The one open area is sharing "content" strings (values of attributes and
PCData nodes).  The DOM actually envisages that these will be too big for
your programming language so that you have to get the information out in
pieces (CharacterData::substringData()).  A DOM implementor who hasn't
done the measurements might think (mistakenly) that it didn't pay to share
content strings.  Does anyone actually *know* what actual DOM implementations

The reported high space cost of DOM use (I have heard 8 to 10 times as
many bytes in core as XML on disc) is most simply explained on the hypothesis
that popular DOM implementations *don't* share content strings.

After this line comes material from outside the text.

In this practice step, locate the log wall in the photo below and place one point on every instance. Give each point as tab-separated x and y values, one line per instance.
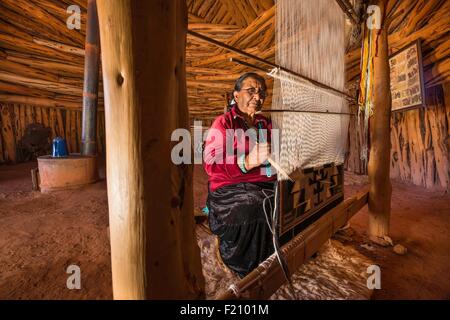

	What's to keep an implementation from doing whatever sharing and
	compression it wishes and just satisfying the semantics whenever
	a caller traverses the DOM and executes getters or setters for string
	valued attributes?
A four-letter word:  T I M E.

Amongst other things, the Document Object Model is an *Object* model and
is totally oriented to manipulating documents by mutating data structures.
When you select a collection of nodes, a NodeList is stated to be "live";
mutations to the original document show up in the list.  Until you've
actually read the DOM2, you wouldn't believe how complex things can get
when someone makes a serious attempt to define iteration over mutating
data structures.

This is the garbage collection list, not the DOM list, so I'd like to
close with a number of general storage management observations.

1.  Garbage collection or no garbage collection,
    garbage *avoidance* in the design is a good thing if you can do
    it without compromising other goals.

2.  Hash consing is astonishingly effective,
    but only with data you aren't mutating a lot, and which is not
    required to have its own unique identity.

3.  There is no substitute for measurements on real data.

4.  Seemingly unimportant design decisions can have huge effects on
    memory requirements.

5.  There is a tradeoff between memory and time, but it doesn't pay
    to assume you could afford both ends of the tradeoff.

6.  Sturgeon's Law applies to standards, even W3C recommendations.